The Washington Post described the difference between glucose and fructose in 2003: Consumption of glucose is a natural catalyst for an increase of insulin production in the pancreas that allows the transport of sugar in cells to make energy. It also increases the production of leptin, a hormone that regulates appetite and fat storage in the body. Glucose also suppresses the hormone ghrelin in the stomach that helps regulate food intake and makes you feel full when you are eating.

Fructose, on the other hand, does none of these things and appears to function more like fat intake in the body. Because it bypasses these regulatory, hormonal functions in the body, it is more likely to be stored as fat than broken down as a source of energy.

While Burd credits her knowledge to her professors here at the University, she explained in lay terms the way in which HFCS is broken down (or isn’t) by the body. “Think of it like a river, with a dam at the end that is producing energy. Glucose is coming from the lake that feeds into the river. It travels down and encounters the dam and produces energy. Fructose is poured into a water reservoir somewhere in between the lake and the dam. It is more likely to just sit there and wait (like fat build up) than to be pushed down the river to produce energy,” she said.

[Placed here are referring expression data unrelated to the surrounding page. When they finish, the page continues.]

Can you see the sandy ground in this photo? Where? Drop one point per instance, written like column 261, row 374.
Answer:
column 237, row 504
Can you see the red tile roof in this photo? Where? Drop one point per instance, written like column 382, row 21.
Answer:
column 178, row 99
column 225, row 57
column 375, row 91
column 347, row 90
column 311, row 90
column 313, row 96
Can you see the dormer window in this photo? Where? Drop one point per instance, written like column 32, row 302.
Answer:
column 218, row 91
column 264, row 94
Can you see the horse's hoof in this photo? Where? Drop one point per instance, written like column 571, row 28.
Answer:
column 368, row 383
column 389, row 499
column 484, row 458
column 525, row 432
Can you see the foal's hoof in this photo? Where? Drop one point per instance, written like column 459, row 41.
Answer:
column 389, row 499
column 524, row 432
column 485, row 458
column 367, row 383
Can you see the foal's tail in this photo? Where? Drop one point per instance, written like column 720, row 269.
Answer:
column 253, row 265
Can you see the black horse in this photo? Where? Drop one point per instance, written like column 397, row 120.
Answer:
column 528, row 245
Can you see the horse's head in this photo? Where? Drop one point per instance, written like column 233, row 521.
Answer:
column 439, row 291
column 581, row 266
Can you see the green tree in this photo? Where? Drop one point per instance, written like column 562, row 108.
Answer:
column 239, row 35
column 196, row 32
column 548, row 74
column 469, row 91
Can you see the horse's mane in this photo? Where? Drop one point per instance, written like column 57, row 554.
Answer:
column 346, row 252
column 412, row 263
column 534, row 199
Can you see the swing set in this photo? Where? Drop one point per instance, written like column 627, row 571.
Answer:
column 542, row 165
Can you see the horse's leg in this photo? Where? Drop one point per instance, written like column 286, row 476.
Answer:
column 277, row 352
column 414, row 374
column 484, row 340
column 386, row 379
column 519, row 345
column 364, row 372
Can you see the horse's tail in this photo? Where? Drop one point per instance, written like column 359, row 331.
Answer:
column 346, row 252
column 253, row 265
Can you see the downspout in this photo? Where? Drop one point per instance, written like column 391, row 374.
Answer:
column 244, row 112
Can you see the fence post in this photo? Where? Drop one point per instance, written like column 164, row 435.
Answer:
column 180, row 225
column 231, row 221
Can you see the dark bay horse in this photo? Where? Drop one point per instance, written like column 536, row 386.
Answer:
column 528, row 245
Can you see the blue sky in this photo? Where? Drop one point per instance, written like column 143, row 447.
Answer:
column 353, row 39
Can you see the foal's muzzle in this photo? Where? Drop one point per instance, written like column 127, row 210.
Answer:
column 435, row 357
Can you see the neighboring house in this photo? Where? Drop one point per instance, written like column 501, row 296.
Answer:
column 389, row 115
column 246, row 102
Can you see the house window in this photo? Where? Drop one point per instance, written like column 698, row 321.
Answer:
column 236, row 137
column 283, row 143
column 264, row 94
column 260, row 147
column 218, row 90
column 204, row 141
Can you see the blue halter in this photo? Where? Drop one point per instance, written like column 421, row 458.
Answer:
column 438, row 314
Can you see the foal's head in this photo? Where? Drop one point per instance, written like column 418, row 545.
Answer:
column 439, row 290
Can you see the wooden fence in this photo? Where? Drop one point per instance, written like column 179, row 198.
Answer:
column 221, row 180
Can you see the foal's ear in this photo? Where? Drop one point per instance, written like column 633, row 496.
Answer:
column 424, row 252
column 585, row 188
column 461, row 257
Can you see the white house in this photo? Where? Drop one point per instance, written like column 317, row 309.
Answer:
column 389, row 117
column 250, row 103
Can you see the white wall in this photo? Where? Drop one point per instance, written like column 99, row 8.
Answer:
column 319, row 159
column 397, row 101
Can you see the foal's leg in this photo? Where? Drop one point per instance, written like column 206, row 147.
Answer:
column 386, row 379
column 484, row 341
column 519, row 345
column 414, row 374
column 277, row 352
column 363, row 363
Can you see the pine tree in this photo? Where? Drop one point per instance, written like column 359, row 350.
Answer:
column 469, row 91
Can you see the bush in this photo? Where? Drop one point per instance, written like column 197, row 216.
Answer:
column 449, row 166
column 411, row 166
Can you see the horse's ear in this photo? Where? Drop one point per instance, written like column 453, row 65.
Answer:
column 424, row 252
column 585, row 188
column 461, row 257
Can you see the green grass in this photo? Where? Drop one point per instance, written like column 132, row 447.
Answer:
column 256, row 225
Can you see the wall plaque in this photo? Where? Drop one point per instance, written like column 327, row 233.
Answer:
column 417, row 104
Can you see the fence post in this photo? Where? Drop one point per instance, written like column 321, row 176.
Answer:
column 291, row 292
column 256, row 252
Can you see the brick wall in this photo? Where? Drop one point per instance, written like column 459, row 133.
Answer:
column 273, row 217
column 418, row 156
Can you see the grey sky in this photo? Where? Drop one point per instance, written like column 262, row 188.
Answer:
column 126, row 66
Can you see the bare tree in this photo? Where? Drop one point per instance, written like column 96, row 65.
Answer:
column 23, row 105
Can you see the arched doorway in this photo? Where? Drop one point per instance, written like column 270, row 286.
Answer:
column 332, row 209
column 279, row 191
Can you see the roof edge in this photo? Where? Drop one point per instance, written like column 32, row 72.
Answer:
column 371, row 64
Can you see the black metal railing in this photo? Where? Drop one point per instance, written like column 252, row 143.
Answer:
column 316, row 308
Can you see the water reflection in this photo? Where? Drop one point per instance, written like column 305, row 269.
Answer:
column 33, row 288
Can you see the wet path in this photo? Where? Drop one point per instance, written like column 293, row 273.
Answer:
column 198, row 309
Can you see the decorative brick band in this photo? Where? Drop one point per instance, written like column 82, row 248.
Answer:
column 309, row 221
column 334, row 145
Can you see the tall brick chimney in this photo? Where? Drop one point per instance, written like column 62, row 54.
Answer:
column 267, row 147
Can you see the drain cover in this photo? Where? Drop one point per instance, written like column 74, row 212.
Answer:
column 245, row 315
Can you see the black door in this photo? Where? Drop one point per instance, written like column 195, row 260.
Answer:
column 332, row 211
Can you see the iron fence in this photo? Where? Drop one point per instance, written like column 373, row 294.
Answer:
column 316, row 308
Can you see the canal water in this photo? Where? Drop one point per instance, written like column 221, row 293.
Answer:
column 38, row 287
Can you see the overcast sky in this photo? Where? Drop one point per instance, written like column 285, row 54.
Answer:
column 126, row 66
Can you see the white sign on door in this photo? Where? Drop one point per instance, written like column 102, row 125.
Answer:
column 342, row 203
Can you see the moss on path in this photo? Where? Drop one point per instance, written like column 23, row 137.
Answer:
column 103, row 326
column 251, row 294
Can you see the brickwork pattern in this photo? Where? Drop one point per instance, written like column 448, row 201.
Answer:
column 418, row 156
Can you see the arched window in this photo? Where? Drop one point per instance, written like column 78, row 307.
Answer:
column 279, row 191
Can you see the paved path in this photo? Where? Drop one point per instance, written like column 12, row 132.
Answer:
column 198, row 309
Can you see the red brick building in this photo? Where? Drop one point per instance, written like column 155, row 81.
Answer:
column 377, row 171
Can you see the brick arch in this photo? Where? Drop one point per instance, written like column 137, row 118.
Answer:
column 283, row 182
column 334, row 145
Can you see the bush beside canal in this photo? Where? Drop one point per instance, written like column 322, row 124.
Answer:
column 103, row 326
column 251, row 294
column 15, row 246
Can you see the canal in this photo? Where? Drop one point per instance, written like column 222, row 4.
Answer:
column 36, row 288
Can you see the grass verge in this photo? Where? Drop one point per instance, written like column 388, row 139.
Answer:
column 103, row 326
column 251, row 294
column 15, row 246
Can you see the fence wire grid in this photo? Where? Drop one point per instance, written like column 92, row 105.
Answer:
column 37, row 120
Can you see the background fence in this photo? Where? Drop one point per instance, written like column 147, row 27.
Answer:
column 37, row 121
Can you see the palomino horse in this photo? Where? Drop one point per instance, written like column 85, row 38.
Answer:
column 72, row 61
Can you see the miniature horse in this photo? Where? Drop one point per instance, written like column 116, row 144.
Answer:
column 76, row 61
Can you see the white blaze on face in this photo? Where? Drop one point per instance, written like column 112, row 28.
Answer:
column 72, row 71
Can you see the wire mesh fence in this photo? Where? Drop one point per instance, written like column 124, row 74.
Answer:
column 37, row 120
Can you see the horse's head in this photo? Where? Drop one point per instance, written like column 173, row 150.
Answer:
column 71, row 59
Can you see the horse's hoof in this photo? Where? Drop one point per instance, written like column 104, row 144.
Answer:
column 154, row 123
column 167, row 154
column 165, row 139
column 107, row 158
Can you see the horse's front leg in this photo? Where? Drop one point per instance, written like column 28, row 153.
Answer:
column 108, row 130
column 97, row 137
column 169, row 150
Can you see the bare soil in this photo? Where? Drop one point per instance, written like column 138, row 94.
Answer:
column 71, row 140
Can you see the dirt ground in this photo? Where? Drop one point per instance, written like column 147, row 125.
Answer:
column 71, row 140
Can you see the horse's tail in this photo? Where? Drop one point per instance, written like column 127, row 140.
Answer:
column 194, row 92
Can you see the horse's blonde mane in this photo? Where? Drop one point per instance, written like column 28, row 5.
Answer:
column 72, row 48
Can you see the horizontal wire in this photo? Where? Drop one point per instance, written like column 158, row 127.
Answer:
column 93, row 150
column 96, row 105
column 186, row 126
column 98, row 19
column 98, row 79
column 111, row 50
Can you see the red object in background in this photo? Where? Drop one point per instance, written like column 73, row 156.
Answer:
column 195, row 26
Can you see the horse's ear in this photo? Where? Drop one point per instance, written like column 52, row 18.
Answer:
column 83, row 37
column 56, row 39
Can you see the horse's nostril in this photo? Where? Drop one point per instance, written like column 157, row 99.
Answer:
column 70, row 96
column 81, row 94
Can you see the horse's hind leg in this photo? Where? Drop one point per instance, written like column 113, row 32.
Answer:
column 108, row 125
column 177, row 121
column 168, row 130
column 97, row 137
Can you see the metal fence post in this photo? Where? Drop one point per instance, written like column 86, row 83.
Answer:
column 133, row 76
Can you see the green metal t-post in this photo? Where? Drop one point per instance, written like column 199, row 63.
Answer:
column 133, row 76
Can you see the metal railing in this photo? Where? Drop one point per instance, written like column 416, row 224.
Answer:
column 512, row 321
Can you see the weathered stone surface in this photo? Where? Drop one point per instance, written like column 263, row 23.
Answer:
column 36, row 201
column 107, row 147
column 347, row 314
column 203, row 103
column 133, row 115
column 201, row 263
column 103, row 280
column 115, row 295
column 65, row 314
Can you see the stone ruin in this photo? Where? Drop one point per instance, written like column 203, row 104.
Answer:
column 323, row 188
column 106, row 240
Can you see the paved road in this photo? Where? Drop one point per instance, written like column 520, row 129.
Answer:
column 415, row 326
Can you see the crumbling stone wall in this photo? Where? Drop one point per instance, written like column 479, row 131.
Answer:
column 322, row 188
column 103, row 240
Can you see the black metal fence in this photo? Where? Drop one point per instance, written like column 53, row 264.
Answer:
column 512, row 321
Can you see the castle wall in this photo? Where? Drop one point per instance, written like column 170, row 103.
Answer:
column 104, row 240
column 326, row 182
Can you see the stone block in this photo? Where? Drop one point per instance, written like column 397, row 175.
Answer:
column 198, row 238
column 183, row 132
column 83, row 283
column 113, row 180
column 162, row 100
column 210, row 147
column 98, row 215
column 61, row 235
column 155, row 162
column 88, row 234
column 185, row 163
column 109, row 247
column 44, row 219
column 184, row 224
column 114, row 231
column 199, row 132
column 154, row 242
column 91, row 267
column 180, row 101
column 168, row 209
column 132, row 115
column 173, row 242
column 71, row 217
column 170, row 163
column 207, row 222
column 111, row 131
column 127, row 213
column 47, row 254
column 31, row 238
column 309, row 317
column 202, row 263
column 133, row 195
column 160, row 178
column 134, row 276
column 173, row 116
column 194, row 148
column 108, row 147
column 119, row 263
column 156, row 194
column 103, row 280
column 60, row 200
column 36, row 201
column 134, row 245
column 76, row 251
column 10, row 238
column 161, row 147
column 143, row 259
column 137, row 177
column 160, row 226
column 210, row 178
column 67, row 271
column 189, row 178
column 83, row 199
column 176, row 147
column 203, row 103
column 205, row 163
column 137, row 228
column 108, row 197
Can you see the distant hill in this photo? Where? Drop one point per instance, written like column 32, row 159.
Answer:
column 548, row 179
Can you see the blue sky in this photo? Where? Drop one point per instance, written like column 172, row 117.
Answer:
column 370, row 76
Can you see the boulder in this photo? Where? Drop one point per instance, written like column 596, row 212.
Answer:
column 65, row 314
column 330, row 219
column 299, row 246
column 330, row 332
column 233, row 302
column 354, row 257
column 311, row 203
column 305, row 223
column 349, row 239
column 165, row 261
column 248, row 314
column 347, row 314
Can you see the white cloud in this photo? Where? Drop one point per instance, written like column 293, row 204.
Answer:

Therefore, our labels are deceiving. While many of the foods that contain high fructose corn syrup report no fat on their labels, our bodies treat the product otherwise. We are less likely to feel full after eating foods with HFCS, and for the benefit of the food industry, are likely to consume more of the foods that contain HFCS. The body metabolizes the syrup in a way that promotes weight gain and many believe the syrup to be linked to the rising obesity rates. While studies have yet to prove this, animal studies of high fructose corn syrup have indicated an increase in triglycerides (LDL, or bad cholesterol); these are promoters of heart disease.

The Mayo Clinic reports high fructose corn syrup is consumed by Americans in high quantities, contributing “empty” calories low in nutrition to the diet. This in itself is reason to avoid the syrup, especially in soft drinks. In 1983, almost ten years after the sweetener’s introduction to the food industry, Fortune magazine wrote that Coca-Cola saved a reported $70 million in competition with Pepsi in the year it began to use the sweetener instead of sucrose. While the food industry is covered in the syrup, it seems we should think twice before getting our own fingers sticky.